Es bedarf also einer "Kleinpartei" (Grüne oder NEOS) - hier würden sich wohl primär die NEOS als frischer Wind anbieten wiewohl die Aktivität der Grünen ob Thema "Klimawandel" wohl auch durchaus weiterhin Sinn ergeben kann.
Fast 29% der Wahlberechtigten haben erstmals bei Nationalratswahlen das rechte Lager zur Nummer 1 in Österreich gemacht. Nach den Turbulenzen der letzten 5 Jahre (siehe oben) kaum verwunderlich - denn so negativ war die Stimmung im Lande gefühlt ewig nicht mehr...
Da konnte die FPÖ sogar TROTZ Kickl den klaren Wahlsieg einfahren - MIT Kickl wird es aber wohl (so die ÖVP nicht wieder umfällt) nix mit dem Regieren werden.
Das ist wohl auch kein Fehler - eine Partei die vordergründig nur "GEGEN" ist, ist in der Regierungsverantwortung ohnehin nicht gut aufgehoben. Sieht man sich z.B. die Pressemeldungen aus dem "FPÖ-Wirtschaftsexpertenumfeld" an, erkennt man hier wenig Kompetenz. Im Gegenteil...

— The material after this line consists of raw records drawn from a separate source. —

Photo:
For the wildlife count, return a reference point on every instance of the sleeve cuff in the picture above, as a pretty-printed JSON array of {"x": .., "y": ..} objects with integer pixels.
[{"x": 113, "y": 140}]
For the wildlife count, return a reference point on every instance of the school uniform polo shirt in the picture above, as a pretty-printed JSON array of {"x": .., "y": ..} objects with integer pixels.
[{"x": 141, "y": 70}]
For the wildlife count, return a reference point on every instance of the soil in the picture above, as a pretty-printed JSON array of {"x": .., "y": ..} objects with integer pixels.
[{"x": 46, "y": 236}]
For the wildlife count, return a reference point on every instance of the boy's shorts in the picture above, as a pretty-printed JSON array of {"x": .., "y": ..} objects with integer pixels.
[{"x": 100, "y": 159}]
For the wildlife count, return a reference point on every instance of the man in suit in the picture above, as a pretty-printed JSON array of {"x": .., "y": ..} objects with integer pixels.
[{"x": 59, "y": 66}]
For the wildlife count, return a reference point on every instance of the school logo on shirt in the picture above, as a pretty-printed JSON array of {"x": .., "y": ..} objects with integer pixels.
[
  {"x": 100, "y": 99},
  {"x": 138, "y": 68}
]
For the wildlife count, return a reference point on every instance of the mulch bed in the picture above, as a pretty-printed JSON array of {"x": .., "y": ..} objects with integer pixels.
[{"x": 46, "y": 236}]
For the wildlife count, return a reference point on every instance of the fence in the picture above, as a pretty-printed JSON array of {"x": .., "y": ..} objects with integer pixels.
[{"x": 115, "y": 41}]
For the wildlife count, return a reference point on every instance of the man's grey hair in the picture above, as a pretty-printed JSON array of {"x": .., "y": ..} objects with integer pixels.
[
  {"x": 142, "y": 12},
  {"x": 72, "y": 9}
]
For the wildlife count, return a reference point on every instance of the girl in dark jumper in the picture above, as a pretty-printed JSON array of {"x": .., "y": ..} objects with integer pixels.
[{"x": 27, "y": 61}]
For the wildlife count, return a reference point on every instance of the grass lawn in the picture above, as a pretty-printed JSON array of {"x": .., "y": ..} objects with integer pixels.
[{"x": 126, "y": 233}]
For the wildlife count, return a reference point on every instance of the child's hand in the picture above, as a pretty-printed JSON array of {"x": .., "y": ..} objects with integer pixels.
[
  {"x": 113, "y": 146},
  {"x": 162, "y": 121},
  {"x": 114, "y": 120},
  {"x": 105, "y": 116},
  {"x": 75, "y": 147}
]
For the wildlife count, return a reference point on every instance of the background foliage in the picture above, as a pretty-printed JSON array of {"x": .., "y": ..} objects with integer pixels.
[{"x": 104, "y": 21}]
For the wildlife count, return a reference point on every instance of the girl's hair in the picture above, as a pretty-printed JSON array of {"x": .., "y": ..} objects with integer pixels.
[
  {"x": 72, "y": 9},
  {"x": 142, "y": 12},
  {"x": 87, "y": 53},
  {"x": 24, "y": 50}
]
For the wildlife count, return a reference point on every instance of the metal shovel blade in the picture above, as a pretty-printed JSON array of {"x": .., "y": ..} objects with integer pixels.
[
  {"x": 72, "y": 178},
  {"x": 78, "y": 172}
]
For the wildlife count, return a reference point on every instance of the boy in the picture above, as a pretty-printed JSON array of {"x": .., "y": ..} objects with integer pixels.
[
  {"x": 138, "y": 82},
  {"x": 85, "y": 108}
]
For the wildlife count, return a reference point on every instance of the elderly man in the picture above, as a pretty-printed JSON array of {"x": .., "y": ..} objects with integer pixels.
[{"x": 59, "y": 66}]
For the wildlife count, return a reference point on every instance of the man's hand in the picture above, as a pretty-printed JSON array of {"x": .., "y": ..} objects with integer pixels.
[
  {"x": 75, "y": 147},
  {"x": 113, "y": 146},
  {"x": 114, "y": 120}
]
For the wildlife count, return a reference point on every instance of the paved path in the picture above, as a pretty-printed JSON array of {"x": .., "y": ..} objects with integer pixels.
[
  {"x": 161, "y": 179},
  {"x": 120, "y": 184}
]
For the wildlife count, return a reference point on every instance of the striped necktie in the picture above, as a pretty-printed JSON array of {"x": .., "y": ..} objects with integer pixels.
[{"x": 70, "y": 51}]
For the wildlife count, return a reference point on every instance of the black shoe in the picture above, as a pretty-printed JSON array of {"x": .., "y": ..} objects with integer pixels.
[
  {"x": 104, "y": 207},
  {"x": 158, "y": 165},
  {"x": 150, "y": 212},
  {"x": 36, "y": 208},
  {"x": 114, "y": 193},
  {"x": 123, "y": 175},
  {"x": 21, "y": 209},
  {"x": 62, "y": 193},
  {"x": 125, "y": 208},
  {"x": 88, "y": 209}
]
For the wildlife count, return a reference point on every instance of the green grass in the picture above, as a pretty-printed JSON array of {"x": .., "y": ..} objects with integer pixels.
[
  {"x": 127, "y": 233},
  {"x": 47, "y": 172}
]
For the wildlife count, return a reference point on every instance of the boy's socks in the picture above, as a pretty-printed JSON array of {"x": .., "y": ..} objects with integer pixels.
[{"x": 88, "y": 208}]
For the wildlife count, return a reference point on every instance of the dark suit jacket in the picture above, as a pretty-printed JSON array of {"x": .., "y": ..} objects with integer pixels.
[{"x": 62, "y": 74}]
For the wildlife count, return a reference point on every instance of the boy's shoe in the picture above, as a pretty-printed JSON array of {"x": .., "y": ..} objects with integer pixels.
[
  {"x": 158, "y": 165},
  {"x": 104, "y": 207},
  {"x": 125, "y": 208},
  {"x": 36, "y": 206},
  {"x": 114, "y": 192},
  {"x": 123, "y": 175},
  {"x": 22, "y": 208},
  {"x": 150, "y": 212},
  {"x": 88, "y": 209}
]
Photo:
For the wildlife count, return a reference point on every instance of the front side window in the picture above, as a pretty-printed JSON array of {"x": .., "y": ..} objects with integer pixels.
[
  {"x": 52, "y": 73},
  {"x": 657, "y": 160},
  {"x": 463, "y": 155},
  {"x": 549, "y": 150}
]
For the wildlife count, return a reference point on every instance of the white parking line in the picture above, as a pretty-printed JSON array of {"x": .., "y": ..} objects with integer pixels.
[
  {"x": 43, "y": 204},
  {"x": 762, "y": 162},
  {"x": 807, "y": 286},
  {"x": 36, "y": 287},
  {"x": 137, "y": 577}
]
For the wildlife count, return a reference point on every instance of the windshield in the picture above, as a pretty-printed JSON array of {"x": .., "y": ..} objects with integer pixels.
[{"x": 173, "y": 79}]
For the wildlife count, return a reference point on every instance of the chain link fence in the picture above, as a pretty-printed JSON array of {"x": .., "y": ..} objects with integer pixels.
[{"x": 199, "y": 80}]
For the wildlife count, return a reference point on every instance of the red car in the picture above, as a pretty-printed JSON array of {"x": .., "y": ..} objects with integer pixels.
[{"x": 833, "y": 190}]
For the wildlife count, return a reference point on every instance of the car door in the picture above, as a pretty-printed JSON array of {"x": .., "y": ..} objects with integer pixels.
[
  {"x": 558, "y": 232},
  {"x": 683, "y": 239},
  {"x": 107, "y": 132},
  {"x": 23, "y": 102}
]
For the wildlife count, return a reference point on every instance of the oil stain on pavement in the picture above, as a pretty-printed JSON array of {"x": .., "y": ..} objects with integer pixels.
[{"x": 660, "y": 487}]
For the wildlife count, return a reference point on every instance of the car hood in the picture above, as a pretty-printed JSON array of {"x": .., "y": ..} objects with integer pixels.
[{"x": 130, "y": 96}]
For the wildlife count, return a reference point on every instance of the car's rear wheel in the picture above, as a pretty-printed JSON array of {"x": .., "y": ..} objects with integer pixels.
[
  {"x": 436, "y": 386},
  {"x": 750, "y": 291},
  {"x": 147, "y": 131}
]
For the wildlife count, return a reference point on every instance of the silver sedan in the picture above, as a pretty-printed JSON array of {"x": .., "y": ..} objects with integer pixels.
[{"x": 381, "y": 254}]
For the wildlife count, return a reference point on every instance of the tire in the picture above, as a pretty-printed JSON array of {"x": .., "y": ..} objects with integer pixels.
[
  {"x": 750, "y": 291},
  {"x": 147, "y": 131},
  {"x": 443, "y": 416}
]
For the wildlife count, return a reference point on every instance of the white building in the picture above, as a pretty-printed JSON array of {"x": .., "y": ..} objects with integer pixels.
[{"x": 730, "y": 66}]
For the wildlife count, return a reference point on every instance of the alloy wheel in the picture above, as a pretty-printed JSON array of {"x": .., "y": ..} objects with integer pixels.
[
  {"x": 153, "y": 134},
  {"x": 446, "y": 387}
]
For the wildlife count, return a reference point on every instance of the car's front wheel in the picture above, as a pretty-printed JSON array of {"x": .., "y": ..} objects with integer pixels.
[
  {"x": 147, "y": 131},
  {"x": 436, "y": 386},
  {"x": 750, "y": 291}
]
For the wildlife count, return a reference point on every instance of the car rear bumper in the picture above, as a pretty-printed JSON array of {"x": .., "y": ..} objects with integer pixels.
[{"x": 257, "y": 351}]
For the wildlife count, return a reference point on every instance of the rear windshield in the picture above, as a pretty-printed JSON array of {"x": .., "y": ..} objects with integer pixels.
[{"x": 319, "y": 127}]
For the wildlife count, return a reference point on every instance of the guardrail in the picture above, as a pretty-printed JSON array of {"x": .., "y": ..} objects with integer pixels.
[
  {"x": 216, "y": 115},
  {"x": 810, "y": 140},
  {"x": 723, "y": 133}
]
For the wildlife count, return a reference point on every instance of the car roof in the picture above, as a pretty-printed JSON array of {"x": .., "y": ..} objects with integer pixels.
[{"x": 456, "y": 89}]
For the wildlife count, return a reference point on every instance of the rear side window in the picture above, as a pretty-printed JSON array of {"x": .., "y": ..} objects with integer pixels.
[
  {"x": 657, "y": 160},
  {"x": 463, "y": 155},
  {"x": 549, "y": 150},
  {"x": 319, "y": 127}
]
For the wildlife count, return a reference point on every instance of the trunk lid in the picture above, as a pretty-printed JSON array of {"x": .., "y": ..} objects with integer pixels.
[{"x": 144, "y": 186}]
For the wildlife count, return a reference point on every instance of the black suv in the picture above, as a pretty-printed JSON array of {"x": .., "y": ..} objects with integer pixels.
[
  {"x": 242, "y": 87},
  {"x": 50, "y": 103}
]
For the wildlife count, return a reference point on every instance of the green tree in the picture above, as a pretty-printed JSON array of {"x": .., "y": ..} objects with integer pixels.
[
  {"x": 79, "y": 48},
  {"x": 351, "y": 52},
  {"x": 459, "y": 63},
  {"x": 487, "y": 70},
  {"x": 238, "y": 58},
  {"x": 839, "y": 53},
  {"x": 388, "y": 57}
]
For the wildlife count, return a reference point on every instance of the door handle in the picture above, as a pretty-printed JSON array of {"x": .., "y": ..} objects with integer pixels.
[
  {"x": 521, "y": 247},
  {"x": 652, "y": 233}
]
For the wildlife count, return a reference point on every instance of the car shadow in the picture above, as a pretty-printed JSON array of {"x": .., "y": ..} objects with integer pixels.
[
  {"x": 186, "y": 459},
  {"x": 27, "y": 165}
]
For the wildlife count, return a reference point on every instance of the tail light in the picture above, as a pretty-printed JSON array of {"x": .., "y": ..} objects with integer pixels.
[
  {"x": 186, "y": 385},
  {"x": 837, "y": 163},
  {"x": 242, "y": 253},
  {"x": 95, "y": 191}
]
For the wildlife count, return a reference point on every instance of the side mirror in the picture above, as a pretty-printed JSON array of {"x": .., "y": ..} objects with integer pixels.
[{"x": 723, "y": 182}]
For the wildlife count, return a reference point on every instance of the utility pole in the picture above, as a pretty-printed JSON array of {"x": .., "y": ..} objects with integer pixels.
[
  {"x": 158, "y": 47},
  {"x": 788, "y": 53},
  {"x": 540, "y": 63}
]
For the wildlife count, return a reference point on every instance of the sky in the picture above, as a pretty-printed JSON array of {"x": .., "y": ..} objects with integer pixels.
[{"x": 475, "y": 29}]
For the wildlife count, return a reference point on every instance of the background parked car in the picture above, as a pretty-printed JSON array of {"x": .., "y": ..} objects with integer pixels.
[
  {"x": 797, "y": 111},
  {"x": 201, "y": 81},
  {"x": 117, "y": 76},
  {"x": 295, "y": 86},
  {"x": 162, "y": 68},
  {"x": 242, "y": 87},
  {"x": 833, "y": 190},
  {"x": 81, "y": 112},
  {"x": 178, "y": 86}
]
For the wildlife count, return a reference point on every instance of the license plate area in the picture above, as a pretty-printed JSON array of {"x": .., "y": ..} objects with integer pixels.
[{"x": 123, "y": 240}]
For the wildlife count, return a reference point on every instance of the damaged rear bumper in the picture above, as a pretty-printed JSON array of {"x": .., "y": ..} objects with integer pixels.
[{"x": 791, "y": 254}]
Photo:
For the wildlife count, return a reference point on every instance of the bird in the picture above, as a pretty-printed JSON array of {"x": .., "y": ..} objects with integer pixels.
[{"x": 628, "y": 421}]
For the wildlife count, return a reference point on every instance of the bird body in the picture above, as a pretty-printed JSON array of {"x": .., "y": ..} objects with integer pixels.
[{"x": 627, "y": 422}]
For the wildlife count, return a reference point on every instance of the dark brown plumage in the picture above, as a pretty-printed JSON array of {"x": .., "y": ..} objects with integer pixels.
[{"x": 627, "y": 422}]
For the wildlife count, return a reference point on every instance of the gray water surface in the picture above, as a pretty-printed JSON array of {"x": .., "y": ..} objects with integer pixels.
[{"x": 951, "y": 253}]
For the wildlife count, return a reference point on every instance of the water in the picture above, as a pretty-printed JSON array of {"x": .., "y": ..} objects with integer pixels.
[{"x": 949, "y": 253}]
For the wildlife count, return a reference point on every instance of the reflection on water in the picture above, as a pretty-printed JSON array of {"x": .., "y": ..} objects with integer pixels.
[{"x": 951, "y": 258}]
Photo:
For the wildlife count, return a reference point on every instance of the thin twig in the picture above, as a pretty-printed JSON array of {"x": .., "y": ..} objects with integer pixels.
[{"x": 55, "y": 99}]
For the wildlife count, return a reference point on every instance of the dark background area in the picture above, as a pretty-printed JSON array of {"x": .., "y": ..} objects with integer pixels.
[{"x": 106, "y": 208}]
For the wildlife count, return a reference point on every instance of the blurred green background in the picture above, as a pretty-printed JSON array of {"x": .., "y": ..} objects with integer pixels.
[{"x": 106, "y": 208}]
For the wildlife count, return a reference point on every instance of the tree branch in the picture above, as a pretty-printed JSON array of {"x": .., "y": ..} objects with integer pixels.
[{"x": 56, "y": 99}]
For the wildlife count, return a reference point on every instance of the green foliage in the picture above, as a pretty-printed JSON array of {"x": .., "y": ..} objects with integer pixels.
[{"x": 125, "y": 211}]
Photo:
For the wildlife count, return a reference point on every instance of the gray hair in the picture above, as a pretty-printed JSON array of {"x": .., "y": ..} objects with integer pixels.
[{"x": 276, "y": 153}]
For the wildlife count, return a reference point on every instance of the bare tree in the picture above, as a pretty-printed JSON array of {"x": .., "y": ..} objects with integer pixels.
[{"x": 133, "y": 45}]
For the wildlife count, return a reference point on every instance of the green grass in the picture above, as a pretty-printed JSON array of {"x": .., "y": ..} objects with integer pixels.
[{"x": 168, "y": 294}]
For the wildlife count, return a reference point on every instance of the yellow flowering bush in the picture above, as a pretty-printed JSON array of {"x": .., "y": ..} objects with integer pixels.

Landet die FPÖ aber wieder auf der Oppositionsbank (was derzeit anzunehmen ist), kann nur der nächste Skandal bzw. interne Machtstreit weitere Stimmenzuwächse verhindern. Landet die FPÖ hingegen irgendwie doch in der Regierung, fürchte ich mich eher nicht vor "Orbanistan-Zuständen" sondern gehe eher von einer baldigen Schwächung der FPÖ aus.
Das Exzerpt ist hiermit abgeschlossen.